On pourrait penser que les révélations de Nahimana devant le TPIR en 2002 auraient servi de signal d’alarme pour des institutions comme la BBC. Hélas, dans les couloirs empreints de suffisance de la British Broadcasting Corporation, les engagements du type « Plus jamais » semblent être réservés aux grandes occasions — peut-être aux cocktails ou aux documentaires soigneusement scénarisés.
Dans un monde juste, cette révélation aurait déclenché une onde de choc dans le paysage médiatique. Après tout, la RTLM n’était pas simplement une station de radio — elle fut un outil qui a activement contribué au génocide de 1994 contre les Tutsis, causant la mort de plus d’un million de personnes.
Assurément, des institutions comme la BBC, fières de leur engagement envers l’intégrité journalistique, auraient dû examiner de près leurs pratiques de recrutement, surtout compte tenu des liens de Nshimiyimana avec une entreprise aussi sinistre. Mais au lieu de cela : silence radio !
Et nous en sommes là. Nshimiyimana, pleinement exposé comme l’un des artisans de la RTLM et de son idéologie génocidaire, a bénéficié — et continue de bénéficier — d’une légitimité et d’une impunité internationales. L’indifférence de la BBC et de la VOA n’est pas qu’une simple erreur ; c’est une condamnation d’une culture médiatique mondiale qui choisit soigneusement quels crimes elle se souvient et lesquels elle préfère oublier.
Le “Plus jamais” vidé de son sens
On ne peut évoquer le « Plus jamais » sans aborder cette faillite morale. Les médias internationaux se sont longtemps présentés comme les gardiens vertueux des leçons de l’histoire. Mais que signifie cet engagement lorsque ces mêmes gardiens accueillent en leur sein des figures comme Vénuste Nshimiyimana ?
Cela suggère que, malgré leurs déclarations condescendantes, ils sont prêts à fermer les yeux lorsque cela les arrange. Le fait que le témoignage détaillé de Nahimana sur le rôle de Nshimiyimana dans la création de la RTLM n’ait pas provoqué d’indignation immédiate de la part de la BBC en dit long. Cela révèle une amnésie sélective, un haussement d’épaules apathique face aux horreurs de l’histoire lorsqu’elles deviennent gênantes.
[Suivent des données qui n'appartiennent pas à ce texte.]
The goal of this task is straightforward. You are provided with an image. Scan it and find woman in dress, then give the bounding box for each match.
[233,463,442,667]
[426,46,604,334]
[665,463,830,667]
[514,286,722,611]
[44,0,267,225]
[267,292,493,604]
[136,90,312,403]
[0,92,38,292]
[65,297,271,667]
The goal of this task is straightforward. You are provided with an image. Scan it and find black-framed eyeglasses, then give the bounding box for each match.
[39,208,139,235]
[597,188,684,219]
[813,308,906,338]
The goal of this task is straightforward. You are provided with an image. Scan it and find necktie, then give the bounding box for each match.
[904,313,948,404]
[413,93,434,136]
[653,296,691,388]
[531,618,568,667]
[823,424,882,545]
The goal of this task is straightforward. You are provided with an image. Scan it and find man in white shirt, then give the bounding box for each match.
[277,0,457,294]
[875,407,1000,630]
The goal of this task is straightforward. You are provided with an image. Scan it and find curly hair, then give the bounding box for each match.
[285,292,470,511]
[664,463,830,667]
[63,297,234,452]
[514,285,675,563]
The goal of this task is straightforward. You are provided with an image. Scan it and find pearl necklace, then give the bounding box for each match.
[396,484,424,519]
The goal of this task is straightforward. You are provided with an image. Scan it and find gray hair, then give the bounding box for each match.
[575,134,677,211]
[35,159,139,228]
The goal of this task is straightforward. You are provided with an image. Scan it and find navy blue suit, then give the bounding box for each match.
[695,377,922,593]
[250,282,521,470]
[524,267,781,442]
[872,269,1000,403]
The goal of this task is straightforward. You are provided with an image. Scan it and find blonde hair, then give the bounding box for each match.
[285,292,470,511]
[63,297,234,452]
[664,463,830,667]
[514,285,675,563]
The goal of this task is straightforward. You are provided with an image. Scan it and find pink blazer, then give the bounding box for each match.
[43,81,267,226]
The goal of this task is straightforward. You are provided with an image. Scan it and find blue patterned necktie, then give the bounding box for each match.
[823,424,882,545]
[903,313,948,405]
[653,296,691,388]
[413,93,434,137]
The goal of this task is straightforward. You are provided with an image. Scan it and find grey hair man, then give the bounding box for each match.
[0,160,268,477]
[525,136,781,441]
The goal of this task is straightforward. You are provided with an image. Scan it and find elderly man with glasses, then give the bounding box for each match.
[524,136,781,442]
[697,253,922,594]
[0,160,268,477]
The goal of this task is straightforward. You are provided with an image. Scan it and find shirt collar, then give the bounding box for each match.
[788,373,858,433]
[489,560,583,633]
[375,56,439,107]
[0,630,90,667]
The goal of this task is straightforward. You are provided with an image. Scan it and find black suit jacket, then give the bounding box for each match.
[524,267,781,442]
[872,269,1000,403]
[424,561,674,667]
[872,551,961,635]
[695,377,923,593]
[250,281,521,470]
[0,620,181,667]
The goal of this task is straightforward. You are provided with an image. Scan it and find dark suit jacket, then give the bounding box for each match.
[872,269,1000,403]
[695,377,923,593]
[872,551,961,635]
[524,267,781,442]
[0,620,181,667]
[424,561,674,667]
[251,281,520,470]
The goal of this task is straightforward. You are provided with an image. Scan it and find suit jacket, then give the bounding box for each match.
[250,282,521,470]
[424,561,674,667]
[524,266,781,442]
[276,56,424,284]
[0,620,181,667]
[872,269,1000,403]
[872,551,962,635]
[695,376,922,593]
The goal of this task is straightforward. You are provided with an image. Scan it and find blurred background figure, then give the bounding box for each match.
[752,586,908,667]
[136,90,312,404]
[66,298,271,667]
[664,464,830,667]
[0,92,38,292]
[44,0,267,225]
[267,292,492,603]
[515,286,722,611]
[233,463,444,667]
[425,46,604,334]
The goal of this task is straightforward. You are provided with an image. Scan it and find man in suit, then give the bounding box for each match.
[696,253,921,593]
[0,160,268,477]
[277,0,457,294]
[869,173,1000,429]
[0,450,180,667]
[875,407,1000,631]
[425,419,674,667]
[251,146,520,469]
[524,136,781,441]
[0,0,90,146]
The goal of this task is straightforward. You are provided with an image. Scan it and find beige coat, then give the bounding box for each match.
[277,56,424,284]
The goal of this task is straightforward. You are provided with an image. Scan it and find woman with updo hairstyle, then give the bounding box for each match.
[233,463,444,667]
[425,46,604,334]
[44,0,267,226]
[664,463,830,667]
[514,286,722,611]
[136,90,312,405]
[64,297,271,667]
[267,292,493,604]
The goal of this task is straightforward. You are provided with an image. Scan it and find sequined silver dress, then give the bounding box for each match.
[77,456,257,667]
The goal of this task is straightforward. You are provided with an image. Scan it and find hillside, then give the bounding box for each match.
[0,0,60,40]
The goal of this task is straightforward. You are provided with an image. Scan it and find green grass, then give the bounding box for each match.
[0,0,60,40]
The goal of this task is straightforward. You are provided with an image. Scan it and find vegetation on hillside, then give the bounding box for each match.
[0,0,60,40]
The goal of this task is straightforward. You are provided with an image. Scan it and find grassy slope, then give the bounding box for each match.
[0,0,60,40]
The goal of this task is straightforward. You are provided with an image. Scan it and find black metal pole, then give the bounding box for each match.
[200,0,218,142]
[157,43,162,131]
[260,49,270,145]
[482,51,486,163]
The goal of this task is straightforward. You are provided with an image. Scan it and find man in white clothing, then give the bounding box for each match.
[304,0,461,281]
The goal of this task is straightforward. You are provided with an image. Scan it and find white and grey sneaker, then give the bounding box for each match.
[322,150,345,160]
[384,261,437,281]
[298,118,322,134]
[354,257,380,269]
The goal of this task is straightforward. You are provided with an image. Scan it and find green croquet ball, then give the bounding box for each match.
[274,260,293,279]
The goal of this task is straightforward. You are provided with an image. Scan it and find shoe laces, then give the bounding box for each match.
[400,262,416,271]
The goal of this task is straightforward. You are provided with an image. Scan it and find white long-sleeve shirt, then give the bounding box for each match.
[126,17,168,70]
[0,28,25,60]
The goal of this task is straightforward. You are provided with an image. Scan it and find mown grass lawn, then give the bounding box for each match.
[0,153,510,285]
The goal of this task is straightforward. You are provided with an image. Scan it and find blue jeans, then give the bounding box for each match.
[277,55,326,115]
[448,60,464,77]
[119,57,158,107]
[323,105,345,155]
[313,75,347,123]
Il ne s’agit pas d’une simple critique théorique ; cela a des conséquences bien réelles pour les survivants du génocide. Imaginez survivre à un génocide alimenté par des discours de haine, pour ensuite apprendre que l’un de ses principaux architectes travaille désormais pour une organisation médiatique prétendant défendre la vérité face au pouvoir. En quoi cela correspond-il à une véritable interprétation de la justice ou de la responsabilité ?
Et ainsi, le cycle tragi-comique de l’histoire se poursuit. Les architectes du génocide au Rwanda réapparaissent, reconditionnés et légitimés par des institutions qui devraient pourtant savoir mieux. L’embauche de Vénuste Nshimiyimana par des médias réputés jette une ombre lourde sur toute discussion crédible concernant la justice, la responsabilité ou la sacralité du « Plus jamais ». Sa présence dans les médias internationaux tourne en dérision la souffrance des survivants et compromet toute tentative sincère d’apprendre des erreurs du passé.
Les mots ont du poids. Ils peuvent tuer, ils peuvent guérir, et ils peuvent être déformés jusqu’à devenir des parodies grotesques. Pour les survivants du Génocide contre les Tutsis, l’indifférence du monde envers ceux qui ont propagé le poison de la RTLM n’est pas une simple omission ; c’est un rappel sinistre que même le « Plus jamais » peut devenir une formule creuse — surtout lorsque ceux chargés de le défendre choisissent, au contraire, d’oublier.